Using group by on repeat binding expression (client side) on co_name, the datastructure you will get is an array with keys as co_name and value as array of each row which has that co_name.
You can bind the child items like $value.contact etc. And you can get the company name via $key.
Another method, using just one query, is to use a show condition - only show the company name if it’s not the same as the previous one. It’s probably the simplest method. I don’t know how it compares performance-wise (but it seems pretty quick when I’ve tried it). Eg:
which is exactly what I was looking for. Not sure if this is how you intended for it to be done.
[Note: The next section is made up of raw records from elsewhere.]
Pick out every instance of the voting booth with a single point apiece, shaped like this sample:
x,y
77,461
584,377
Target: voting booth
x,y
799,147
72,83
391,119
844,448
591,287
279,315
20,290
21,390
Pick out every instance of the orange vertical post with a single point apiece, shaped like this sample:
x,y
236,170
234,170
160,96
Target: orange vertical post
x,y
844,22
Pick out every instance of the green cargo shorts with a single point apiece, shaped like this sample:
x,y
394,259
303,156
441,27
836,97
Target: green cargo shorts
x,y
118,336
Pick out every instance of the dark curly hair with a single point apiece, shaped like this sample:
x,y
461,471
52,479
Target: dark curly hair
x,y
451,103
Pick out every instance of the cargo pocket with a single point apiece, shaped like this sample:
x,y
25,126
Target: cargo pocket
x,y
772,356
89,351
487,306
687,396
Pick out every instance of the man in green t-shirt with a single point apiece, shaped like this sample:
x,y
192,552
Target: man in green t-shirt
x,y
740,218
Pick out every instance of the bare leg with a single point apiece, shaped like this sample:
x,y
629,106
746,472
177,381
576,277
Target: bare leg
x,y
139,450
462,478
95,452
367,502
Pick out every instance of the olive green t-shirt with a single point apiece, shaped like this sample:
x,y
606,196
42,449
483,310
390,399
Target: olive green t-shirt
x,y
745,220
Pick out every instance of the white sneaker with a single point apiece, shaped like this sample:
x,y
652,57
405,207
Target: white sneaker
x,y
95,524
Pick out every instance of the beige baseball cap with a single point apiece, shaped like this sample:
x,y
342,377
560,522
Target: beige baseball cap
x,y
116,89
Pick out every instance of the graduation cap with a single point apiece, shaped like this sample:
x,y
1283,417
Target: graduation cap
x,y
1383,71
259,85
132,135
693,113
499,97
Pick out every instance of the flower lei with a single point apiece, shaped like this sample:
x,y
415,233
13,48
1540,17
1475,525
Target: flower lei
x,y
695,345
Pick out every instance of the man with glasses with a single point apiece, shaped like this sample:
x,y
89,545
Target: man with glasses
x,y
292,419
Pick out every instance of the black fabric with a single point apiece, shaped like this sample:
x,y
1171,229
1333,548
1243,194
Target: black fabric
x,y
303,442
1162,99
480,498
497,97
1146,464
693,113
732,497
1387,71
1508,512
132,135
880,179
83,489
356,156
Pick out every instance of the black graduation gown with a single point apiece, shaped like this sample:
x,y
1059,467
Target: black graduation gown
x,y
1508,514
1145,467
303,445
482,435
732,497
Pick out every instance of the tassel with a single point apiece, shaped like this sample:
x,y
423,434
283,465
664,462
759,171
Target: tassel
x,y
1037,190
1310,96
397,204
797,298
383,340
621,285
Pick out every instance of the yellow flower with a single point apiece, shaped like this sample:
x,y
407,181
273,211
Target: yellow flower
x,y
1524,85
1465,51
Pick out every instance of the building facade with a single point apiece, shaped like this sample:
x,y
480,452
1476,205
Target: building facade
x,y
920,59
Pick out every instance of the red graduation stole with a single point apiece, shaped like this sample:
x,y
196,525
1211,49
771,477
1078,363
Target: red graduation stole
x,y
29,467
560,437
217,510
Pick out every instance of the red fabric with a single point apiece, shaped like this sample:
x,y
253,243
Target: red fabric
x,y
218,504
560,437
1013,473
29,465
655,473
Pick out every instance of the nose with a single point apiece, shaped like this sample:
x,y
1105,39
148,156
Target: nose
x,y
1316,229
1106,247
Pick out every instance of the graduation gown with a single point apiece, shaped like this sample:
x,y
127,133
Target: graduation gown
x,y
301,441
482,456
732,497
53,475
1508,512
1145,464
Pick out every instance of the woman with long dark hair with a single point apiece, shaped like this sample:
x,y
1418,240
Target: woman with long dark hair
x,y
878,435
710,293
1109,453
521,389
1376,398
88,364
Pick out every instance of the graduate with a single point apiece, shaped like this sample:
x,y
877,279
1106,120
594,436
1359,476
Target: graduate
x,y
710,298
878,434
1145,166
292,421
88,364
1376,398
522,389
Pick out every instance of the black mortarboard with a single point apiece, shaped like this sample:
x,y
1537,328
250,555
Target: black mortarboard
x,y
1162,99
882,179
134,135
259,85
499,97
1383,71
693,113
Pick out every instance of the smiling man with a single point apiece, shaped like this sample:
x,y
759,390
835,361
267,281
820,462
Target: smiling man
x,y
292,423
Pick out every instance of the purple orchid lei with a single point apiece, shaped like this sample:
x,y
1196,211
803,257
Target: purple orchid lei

Thanks @ben, this is what I had before, it worked fine apart from the fact it took about 8 seconds to complete which felt like forever and the client was not happy On my quick test, for the same result, I am down to less than 1 second (still working on it).
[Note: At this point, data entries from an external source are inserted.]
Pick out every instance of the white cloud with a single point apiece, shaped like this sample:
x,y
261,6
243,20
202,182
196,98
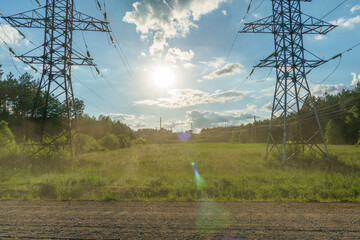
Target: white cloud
x,y
175,54
188,65
347,23
319,37
180,98
251,108
227,70
267,107
204,119
218,62
257,15
167,19
355,8
121,116
320,90
356,80
10,35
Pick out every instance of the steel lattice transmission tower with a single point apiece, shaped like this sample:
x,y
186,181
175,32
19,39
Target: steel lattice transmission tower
x,y
288,25
59,20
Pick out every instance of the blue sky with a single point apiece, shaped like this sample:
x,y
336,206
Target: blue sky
x,y
176,52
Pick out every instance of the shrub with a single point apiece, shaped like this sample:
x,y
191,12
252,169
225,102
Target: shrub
x,y
110,141
8,148
141,141
124,141
89,144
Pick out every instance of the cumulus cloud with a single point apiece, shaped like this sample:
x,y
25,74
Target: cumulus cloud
x,y
175,54
165,19
121,116
227,70
216,63
355,8
180,98
10,35
267,107
204,119
320,90
319,37
356,80
347,23
251,108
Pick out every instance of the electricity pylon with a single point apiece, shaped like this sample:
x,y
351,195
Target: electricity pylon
x,y
288,25
58,19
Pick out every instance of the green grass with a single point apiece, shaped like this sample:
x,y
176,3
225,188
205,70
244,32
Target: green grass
x,y
164,172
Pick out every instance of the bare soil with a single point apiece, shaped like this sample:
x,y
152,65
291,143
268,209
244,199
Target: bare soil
x,y
178,220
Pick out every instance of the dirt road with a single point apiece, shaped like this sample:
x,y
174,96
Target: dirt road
x,y
178,220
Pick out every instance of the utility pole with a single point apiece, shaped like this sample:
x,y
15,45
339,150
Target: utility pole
x,y
288,25
56,55
255,129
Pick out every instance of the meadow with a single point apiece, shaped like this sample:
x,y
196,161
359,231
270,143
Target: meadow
x,y
235,172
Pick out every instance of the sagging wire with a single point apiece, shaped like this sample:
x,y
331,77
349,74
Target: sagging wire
x,y
114,41
335,69
37,1
12,52
237,34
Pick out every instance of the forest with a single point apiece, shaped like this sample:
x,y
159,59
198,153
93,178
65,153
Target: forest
x,y
339,115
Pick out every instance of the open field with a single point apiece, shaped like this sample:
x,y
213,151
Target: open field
x,y
178,220
164,172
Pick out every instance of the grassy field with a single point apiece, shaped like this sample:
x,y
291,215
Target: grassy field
x,y
164,172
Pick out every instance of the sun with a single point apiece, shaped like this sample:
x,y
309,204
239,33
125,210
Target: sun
x,y
163,76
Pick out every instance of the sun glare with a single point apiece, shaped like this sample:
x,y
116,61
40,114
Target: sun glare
x,y
163,77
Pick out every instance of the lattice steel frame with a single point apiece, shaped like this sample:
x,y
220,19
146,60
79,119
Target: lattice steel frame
x,y
292,89
58,19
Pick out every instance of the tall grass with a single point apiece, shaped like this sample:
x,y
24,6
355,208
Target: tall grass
x,y
164,172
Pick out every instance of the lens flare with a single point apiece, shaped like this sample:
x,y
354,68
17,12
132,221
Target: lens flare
x,y
199,181
211,218
184,136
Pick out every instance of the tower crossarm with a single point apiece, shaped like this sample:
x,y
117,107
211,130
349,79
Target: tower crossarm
x,y
310,25
85,22
29,19
36,19
274,63
264,25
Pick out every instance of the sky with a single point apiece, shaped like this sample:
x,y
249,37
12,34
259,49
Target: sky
x,y
173,59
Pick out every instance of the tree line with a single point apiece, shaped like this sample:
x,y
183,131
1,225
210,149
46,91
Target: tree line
x,y
17,97
339,117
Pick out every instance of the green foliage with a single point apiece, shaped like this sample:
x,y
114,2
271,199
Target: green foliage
x,y
8,148
164,172
157,136
333,133
140,141
124,141
89,144
110,142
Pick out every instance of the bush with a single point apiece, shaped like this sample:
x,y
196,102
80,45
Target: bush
x,y
140,141
124,141
8,148
89,144
54,157
110,141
Cheers @TomD, always good to have an alternative view on things
Please correct me if I’m wrong but in my example the main query may be performed once but the three nested queries will hit each time there is a record, so for example 500 records will hit the server 1501 times. Sorry, but my knowledge of how these things actually work is almost non-existent so apologies if this is a dumb statement. Feel free to explain
As I said, there is one request to the server which returns all of the records according to the query. App Connect Data Traversal then takes over, manipulating the data within the browser. This method is far more efficient than manipulating the data on the server. One drawback, the efficiency disappears when a huge number of records are retrieved. Hence my statement that there should be no more than about 3,000 records.
My whole day is one big senior moment! That, along with my 2 hour afternoon power-nap, just proves to me that I should give up and be put out to pasture. If only I could afford to do that! [He dreams!]